Desde ahora la libra en el extranjero vale aproximadamente 14% menos en términos de otras monedas. Esto no significa, por cierto, que aquí en Gran Bretaña la libra en vuestro bolsillo, como poder de compra o en el banco haya sido devaluada. Lo que significa es que ahora nos será posible vender más bienes en el extranjero sobre una base competitiva.
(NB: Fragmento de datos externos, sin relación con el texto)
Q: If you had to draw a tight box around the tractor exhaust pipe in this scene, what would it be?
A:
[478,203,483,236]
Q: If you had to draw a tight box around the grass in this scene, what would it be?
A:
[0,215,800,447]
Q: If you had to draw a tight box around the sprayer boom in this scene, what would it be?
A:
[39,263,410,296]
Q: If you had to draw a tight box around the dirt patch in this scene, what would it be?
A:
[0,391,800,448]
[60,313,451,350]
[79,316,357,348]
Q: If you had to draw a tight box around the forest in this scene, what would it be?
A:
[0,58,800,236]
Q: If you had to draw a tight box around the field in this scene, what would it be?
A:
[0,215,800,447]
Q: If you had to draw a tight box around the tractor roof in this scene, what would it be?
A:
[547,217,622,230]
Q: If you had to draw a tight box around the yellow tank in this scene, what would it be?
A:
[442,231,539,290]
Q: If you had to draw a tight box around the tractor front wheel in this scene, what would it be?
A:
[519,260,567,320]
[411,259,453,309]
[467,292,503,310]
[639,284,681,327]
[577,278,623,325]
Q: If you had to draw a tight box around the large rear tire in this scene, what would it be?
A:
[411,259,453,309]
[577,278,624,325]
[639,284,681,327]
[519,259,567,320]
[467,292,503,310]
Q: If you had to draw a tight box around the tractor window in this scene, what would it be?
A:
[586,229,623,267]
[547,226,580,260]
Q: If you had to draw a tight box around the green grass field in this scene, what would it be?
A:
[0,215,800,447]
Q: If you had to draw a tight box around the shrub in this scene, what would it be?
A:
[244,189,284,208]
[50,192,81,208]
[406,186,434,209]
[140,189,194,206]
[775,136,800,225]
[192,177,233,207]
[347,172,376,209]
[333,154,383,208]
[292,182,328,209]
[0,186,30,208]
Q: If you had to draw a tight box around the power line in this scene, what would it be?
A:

Esta es una tremenda oportunidad para todos nuestros exportadores [...]. Pero también significa que los bienes que compremos al extranjero serán más caros, y así para muchos de estos bienes será más barato comprar (productos) británico(s).

Wilson, quien durante años había insistido en que una devaluación constituiría un duro golpe para la economía del consumidor, ahora la vendía como si se tratara de una gesta patriótica. Procuraba pintar con los colores de ese arco iris psicodélico que había explotado en el verano de 1967 una situación gris, en extremo preocupante, que él atribuía a un déficit de 800 millones de libras heredado del gobierno conservador tres años atrás, cuando en pleno amanecer del Swinging London se las había ingeniado para quebrar la hegemonía tory gracias a la promesa de una nación pujante y un socialismo a tono con la revolución científica moderna. Pero el cierre del Canal de Suez, el costo de las hostilidades en Oriente Medio y una huelga de estibadores que complicaba las exportaciones presionaban sobre la política monetaria, amenazaban el sueño wilsoniano de la modernización y anunciaban, por sobre el bullicio de la llamada sociedad de la afluencia, una nueva, aunque relativa, era de austeridad que se extendería a lo largo de la década del 70.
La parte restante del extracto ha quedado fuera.